4. L'ouverture de la demande de révision de la rente viagère au créancier
Actuellement, la demande de révision d'une rente viagère n'est ouverte qu'au débiteur et à ses héritiers. Désormais, le créancier pourra également demander sa révision.
En effet, du fait de l'assouplissement des critères de révision, une révision à la baisse de la rente pourra plus facilement intervenir en cas de dégradation de la situation du débiteur. Il est donc normal qu'une révision à la hausse puisse suivre si sa situation s'améliore ( art. 23, art. 276-3 du code civil ).

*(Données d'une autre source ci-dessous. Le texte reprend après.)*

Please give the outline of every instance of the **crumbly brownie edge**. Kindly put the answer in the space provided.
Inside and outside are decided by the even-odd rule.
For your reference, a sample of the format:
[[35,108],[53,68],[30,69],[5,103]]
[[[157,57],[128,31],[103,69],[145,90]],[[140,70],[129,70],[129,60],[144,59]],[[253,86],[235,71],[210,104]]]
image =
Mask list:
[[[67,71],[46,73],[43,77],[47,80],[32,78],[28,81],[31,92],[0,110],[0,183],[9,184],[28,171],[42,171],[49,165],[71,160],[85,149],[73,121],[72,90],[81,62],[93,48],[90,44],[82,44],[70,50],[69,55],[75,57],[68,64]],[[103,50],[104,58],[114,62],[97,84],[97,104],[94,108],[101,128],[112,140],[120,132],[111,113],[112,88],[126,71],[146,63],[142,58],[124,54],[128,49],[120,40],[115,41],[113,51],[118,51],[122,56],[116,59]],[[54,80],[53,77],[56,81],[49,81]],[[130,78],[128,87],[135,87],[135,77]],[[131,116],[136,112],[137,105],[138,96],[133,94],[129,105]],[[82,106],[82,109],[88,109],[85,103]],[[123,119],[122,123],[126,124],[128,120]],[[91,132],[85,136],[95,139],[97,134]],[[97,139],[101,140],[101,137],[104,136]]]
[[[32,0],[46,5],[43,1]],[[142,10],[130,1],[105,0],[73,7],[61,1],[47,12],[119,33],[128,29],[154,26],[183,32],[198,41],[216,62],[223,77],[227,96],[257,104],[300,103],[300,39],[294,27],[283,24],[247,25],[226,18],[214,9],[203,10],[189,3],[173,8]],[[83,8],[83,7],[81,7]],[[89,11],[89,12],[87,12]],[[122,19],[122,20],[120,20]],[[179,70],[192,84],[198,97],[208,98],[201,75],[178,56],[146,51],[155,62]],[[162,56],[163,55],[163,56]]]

5. Le durcissement des conditions d'attribution des rentes viagères
Le projet de loi prévoit une condition supplémentaire pour permettre l'attribution d'une rente viagère. Outre des conditions d'exceptionnalité et de motivation spéciale du juge, d'âge ou d'état de santé ne permettant pas au créancier de subvenir à ses besoins, il faudra qu'aucune amélioration notable de sa situation financière ne soit envisageable ( art. 18, art. 276 du code civil ).
6. Des précisions et simplifications
Le projet de loi prévoit par ailleurs diverses mesures de simplification, ainsi que d'utiles précisions.
- Les critères de fixation de la prestation compensatoire sont modifiés, afin de ne plus simplement prendre en compte le temps consacré à l'éducation des enfants, mais plus largement les conséquences résultant des choix professionnels faits pendant la vie commune pour l'éducation des enfants ( art. 18, art. 271 du code civil ).
- S'agissant des modalités de versement du capital , la possibilité de recourir au dépôt de valeurs productives de revenus entre les mains d'un tiers chargé de verser les revenus au créancier (le trust ), qui n'était jamais utilisée, est supprimée ( art. 18, art. 274 du code civil ).
De même, il est précisé que l'attribution d'un droit d'usage, d'habitation ou d'usufruit peut être temporaire ou viager ( art. 18, art. 274 du code civil ).
- En matière de révision de la prestation compensatoire , les conditions de révision des modalités de versement d'un capital versé sous forme fractionnée ou du montant d'une rente viagère sont harmonisées. Il faudra dans les deux cas un changement important (et non plus notable en ce qui concerne le capital échelonné) dans les ressources ou les besoins des parties ( art. 18, art. 275 du code civil ).
Il est précisé que seront pris en compte les changements intervenus pour l'une ou l'autre des parties, afin d'éviter des refus de révision en cas d'amélioration de la situation tant du créancier que du débiteur ( art. 22, art. 276-3 du code civil, art. 279 du code civil ).
- S'agissant de la substitution du capital à la rente , il est précisé que seront prises en compte notamment les sommes déjà versées, et que cette substitution s'effectuera selon des modalités fixées par décret en Conseil d'Etat, afin de remédier au silence actuel de la loi ( art. 18, art. 276-4 du code civil ).
- S'agissant du sort du capital échelonné lors du décès du débiteur, le projet de loi indique que son solde sera immédiatement exigible ( art. 18, art. 280 du code civil ).
- De même, il précise que les transferts et abandons prévus en matière de prestation compensatoire ne sont pas assimilés à des donations, « quelles que soient leurs modalités de versement », afin d'éviter que les versements en capital entre ex-époux en conséquence du divorce soient soumis comme actuellement aux droits de mutation à titre gratuit lorsqu'ils proviennent des biens propres de l'un d'eux ( art. 22, art. 281 du code civil ). Des discussions sont actuellement en cours entre la Chancellerie et le ministère de l'Economie et des Finances pour parvenir à un accord sur ce point.